IN 2008, Jeff Mandel blew my mind. A former IT guy who had become infatuated with the art of traditional shoemaking, he had recently started his company ExIT Shoes, where for $1,200 he will make you a completely customized shoe, including your own unique last, vacuum foam, and perfection-seeking fitting appointments that include a "trial shoe"—the shoe equivalent of a muslin fit garment. Having spent a great deal of time studying with the aging European masters of the shoemaking trade, he is one of the most knowledgeable people in the city, and probably the country. Like the couturiers whose handwork techniques are in danger of becoming extinct, shoemakers of this category are a dying breed, giving way to the factory-produced products that even high-end shoe boutiques like Portland's Halo Shoes traffic in almost exclusively. This week, however, Mandel is participating in a residency at Halo, where he will give presentations on the craft of shoemaking, the importance of choosing your leathers wisely, and a glimpse at a project in process.
Halo owner Nathan Newell, whose store is a longtime landmark on the Portland shopping scene and the first stop for most serious shoe-seekers in the area, has himself dabbled in shoemaking, an experience he blogged about on the Halo website. "It's hard," he says wide-eyed, before praising it as an education that heightened his admiration for what people like Mandel are able to do. Indeed, Newell's enthusiasm for craftsmanship is evident in his store—Mandel is filling in for permanent fixture Larry Olmstead of Entermodal, who maintains a position making and selling leather bags and accessories to Halo customers who enjoy the added thrill of looking behind the construction curtain.
As fascinating as it is to hear the well-spoken Mandel explain his interests, techniques, and what he thinks of the shoes you're wearing, it's an important distinction that what he does isn't all romance. A lot of people, he confirms, will come to him excited about learning the trade, but when they actually delve into the work it becomes apparent that what they are really interested in is designing shoes, not making them.

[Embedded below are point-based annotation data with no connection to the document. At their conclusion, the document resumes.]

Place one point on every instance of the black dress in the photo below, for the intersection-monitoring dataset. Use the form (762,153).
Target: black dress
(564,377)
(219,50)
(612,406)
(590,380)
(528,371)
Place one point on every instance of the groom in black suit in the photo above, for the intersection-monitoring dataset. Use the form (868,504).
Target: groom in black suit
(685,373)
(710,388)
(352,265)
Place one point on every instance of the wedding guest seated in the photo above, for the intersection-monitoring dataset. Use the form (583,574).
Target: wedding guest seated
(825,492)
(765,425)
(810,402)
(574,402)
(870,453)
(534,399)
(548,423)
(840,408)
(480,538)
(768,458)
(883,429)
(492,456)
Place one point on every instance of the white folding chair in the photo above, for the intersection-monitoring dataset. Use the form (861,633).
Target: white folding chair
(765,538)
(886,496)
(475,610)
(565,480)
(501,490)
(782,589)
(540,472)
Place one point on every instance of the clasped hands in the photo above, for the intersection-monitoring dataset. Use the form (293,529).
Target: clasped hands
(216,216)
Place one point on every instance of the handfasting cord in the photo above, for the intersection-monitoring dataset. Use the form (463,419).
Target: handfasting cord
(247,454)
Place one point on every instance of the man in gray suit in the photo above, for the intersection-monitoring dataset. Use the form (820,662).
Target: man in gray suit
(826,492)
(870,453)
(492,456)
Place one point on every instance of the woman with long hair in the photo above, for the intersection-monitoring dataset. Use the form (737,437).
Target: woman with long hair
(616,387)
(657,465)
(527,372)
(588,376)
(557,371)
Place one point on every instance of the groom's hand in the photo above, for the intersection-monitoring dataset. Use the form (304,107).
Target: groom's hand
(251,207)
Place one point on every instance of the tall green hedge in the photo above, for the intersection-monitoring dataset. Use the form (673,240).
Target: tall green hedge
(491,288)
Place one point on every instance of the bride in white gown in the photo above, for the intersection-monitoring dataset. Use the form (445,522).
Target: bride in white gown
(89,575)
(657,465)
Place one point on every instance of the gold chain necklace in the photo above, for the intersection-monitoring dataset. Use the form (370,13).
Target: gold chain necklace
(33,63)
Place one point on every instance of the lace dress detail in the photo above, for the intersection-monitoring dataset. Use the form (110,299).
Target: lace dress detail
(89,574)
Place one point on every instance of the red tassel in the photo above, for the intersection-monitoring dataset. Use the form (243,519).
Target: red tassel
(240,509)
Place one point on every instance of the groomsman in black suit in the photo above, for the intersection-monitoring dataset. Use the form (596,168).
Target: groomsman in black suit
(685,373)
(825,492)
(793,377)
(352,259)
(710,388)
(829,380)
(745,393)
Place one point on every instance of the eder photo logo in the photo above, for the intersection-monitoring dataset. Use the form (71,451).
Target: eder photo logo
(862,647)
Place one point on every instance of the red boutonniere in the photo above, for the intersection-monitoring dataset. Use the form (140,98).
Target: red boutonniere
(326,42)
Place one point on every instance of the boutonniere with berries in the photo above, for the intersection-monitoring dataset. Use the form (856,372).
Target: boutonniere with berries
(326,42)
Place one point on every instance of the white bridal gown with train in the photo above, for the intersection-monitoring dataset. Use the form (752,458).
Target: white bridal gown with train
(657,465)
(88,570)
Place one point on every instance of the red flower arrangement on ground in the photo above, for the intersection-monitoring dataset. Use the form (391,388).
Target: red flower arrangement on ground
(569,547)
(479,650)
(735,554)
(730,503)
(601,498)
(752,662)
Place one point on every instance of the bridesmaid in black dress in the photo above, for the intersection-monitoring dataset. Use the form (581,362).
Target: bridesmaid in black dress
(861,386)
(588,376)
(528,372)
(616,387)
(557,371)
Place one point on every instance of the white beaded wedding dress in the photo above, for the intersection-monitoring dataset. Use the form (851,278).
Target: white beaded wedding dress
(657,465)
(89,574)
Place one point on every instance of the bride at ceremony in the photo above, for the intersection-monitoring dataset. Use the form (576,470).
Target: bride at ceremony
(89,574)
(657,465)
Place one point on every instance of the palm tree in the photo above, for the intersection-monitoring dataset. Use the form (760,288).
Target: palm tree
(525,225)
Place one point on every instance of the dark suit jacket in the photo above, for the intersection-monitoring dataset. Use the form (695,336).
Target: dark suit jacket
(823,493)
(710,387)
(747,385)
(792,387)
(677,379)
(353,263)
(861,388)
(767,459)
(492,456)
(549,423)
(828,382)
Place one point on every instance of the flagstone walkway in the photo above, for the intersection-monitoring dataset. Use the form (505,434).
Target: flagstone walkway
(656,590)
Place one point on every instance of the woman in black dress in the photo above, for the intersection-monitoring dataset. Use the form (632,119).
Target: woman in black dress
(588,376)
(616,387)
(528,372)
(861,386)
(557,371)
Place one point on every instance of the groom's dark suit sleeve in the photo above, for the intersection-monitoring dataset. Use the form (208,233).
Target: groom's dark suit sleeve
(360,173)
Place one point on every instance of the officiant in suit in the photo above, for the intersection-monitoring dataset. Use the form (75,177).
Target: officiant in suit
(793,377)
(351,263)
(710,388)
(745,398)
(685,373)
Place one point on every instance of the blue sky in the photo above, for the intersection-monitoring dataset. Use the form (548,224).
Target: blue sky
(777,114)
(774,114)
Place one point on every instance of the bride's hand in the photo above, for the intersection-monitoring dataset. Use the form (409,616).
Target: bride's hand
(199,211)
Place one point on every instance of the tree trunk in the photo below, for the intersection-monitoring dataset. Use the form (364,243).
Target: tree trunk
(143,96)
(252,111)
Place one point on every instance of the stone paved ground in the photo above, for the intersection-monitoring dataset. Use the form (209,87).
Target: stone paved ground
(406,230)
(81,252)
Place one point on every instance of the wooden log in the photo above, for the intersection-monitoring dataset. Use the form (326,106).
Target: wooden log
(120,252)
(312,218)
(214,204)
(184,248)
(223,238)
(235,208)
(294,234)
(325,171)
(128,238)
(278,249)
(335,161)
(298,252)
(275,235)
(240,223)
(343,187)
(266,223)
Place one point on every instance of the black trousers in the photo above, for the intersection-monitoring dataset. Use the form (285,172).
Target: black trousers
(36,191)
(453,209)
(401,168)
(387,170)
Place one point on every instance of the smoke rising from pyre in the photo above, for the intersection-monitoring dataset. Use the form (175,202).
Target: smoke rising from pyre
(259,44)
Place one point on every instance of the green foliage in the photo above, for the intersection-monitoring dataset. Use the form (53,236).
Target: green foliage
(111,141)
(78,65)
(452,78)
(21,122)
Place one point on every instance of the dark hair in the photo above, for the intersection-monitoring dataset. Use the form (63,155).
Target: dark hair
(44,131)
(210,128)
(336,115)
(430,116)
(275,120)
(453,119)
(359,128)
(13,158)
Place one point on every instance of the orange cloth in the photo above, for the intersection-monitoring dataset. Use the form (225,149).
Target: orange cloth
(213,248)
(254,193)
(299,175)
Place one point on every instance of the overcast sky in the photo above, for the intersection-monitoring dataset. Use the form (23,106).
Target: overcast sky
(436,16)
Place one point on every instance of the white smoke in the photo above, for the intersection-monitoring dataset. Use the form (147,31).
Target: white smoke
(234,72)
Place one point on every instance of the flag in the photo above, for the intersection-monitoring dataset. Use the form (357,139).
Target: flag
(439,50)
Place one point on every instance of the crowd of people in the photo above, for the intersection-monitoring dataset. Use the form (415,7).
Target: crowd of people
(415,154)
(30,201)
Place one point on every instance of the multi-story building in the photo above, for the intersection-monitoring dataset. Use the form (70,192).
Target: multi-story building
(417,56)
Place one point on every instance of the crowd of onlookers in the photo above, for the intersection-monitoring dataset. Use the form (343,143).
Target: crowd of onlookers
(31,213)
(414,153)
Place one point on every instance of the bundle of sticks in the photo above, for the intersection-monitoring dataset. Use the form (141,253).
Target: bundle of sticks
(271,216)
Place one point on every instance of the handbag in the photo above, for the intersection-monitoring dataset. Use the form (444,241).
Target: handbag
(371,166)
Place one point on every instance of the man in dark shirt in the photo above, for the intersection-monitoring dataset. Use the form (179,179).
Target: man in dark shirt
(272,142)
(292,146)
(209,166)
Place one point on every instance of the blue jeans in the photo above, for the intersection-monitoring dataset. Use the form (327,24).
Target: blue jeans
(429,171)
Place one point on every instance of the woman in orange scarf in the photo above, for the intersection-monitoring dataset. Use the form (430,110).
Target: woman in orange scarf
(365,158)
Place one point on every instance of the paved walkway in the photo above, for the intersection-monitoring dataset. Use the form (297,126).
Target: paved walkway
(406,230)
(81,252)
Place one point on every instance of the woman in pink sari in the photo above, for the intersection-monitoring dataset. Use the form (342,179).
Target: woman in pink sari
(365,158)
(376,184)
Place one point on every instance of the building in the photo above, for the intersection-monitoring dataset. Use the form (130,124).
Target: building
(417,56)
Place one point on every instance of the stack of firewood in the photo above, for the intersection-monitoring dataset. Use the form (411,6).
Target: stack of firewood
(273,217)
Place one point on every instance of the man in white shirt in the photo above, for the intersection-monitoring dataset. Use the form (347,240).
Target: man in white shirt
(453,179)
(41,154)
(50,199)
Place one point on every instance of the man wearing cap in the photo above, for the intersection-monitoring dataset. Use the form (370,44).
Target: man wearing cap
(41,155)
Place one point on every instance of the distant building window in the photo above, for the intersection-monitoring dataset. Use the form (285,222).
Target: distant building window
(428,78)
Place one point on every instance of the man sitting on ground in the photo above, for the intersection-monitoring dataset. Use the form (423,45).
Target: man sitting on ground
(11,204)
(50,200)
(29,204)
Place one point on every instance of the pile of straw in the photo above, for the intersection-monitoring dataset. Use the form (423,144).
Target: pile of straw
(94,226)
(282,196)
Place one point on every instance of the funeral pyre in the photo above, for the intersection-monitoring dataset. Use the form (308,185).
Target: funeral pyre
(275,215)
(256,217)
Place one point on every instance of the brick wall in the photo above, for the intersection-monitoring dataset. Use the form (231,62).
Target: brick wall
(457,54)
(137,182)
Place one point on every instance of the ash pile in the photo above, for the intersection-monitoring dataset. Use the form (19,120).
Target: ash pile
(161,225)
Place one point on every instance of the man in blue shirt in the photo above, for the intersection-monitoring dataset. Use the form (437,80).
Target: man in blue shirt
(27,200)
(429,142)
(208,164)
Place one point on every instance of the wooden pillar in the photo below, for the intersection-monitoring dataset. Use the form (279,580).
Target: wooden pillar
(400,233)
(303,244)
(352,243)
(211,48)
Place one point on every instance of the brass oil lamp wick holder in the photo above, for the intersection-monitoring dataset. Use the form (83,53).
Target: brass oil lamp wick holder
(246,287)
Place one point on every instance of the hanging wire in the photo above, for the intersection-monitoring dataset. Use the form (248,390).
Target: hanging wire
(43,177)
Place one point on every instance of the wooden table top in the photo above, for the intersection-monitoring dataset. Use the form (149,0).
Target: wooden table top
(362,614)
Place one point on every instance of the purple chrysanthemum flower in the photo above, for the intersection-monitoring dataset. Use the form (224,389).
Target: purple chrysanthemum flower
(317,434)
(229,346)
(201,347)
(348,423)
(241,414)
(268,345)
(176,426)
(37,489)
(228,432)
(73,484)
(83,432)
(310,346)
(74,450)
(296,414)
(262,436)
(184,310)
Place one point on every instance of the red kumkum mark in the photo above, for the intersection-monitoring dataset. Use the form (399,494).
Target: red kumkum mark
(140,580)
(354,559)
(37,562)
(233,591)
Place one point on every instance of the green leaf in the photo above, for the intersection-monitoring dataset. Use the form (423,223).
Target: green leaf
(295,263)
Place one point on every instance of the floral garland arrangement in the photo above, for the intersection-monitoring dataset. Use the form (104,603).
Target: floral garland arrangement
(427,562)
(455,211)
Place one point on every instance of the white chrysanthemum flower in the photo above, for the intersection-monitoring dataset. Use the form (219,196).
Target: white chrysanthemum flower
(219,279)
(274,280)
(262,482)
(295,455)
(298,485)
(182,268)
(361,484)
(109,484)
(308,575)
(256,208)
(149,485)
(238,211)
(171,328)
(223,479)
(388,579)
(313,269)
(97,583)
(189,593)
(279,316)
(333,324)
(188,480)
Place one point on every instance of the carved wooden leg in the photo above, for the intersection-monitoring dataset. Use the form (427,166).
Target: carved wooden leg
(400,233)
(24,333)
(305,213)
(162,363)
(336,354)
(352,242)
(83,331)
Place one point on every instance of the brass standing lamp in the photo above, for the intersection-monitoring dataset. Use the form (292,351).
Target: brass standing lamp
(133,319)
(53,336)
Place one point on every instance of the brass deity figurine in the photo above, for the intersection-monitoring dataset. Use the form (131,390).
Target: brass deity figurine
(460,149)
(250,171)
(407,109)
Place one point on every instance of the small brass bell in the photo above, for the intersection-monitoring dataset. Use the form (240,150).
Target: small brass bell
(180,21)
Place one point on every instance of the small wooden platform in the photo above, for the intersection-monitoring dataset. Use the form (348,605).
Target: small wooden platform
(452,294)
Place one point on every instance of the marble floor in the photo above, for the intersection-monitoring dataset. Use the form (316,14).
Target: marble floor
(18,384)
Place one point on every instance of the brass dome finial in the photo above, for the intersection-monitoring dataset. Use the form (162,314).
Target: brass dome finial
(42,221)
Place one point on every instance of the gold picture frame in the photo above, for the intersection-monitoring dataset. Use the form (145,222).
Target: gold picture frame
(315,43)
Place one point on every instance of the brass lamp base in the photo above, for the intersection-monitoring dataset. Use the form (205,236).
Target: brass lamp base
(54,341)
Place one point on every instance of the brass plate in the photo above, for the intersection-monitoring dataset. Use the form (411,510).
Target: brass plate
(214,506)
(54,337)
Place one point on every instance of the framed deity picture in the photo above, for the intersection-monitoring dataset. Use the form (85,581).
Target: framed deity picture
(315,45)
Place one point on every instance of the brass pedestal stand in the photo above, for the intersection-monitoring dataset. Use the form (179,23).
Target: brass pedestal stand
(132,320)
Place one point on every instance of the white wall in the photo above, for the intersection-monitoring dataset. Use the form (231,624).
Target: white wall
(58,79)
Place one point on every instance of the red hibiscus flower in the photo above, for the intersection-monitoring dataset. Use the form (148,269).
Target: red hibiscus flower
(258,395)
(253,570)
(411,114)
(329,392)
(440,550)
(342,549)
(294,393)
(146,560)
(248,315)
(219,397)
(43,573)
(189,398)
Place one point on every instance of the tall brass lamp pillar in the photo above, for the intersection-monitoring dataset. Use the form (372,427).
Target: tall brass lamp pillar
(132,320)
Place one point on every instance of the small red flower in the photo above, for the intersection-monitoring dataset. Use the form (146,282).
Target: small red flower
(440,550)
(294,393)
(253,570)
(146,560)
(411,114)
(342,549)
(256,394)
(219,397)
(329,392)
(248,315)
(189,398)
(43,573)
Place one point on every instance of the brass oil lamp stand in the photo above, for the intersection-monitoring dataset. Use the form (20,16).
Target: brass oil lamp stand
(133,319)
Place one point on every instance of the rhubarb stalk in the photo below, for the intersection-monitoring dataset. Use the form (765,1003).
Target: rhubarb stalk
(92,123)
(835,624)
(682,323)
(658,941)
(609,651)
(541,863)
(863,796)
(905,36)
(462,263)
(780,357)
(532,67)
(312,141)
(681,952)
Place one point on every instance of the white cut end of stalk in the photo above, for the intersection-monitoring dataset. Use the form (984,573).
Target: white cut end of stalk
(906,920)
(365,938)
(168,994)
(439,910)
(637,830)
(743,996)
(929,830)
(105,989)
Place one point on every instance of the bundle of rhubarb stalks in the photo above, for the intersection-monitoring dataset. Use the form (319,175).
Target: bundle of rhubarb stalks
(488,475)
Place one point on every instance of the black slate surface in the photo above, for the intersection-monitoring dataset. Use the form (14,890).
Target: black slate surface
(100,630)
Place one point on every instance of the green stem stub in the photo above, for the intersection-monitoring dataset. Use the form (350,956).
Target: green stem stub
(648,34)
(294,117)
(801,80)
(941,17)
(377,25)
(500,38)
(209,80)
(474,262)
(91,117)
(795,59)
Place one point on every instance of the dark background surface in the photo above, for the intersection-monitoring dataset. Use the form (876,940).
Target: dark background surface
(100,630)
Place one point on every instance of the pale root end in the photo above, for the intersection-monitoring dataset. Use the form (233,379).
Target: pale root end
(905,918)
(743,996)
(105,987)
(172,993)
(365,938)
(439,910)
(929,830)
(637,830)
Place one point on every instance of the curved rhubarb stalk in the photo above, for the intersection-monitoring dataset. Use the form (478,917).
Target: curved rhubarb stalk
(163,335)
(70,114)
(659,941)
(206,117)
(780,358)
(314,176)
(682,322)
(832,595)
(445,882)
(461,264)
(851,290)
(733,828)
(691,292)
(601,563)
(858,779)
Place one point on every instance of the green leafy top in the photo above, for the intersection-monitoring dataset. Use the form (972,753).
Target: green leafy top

Mandel's roots are in a culture where shoemaking was simply a trade role necessary to society, more akin to the science of the baker and blacksmith than the sketching of Christian Louboutin. His designs reflect an air of practicality, hewing mostly toward oxford styles in cheerful color combinations, with feminine styles available with modest heels (Mandel's frustration with the structural integrity—or lack thereof—of women's high heels is apparent, but he seems to address it as a constant challenge).
This weekend's lectures are a special opportunity to learn the background of a rarely seen culture of craftsmanship for makers and shoppers alike. It's an indispensable lesson in understanding what you are buying when you buy shoes. Jeff Mandel will be working at the Halo Shoes workshop through Wednesday, March 21. Lectures take place at Halo, 938 NW Everett, on Friday-Saturday, March 16-17, 1:30-3 pm.